LaV: Mirandolina ad un certo punto afferma «Quei che mi corrono dietro, presto mi annoiano. La nobiltà non fa per me. La ricchezza la stimo e non la stimo. Tutto il mio piacere consiste nel vedermi servita, vagheggiata, adorata. Questa è la mia debolezza e questa è la debolezza di quasi tutte le donne…» Cosa ne pensi di quest’affermazione del tuo personaggio?
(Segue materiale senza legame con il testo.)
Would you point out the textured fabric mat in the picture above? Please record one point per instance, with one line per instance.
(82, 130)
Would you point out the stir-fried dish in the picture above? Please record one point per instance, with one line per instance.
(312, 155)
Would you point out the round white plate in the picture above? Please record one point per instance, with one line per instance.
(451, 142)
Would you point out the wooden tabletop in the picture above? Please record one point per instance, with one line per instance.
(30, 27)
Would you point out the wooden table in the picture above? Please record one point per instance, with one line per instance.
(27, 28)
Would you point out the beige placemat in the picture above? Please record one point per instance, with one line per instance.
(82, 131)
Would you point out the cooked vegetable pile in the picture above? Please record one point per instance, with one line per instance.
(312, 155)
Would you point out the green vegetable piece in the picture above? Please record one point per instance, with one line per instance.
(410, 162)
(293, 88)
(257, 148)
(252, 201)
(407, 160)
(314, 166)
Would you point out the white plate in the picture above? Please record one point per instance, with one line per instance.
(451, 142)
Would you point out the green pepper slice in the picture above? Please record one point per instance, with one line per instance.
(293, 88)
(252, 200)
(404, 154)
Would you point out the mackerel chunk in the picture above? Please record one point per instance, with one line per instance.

Amanda Sandrelli: Dunque, in quel monologo Mirandolina non dice la verità, non dice quello che veramente sente. È una dichiarazione di intenti, speculare a quella del cavaliere che dice di “odiare le donne”. È una presa di posizione e come tutte le prese di posizione non è mai completamente vera. Mirandolina non vuole non essere sedotta, ma vuole proteggere un’indipendenza e una liberta che in quel periodo storico era ancora più rara di quanto sia oggi. Lei è una donna del Settecento che ha più o meno la mia età, orfana, sola, che ha deciso di non sposarsi, a cui il padre ha messo accanto un servo, Fabrizio, con il quale probabilmente si intrattiene nel letto ma non lo sposa, perché non le conviene. C’è ancora oggi un pensiero diffuso, nel femminile,  quello che un uomo o un matrimonio ti possa risolvere la vita. È una cosa terribilmente sbagliata. Ti toglie la vera libertà. Mirandolina teme una libertà impossibile: nessuno di noi è libero a meno che non decida di essere solo. Nel momento in cui si ama qualcuno, allora si dipende da qualcuno. Per quanto riguarda me, io intendo oggi la libertà economica e sociale, la libertà di andarsene nel momento in cui un uomo diventa pericoloso. Continuo a pensare che questo sia il primo passo per l’emancipazione: quando le donne saranno davvero indipendenti e nessuna penserà più che un uomo sia una “soluzione” alla propria vita – così come nessuna madre e nessuna nonna lo penserà più – a quel punto anche la violenza di genere verrà sconfitta.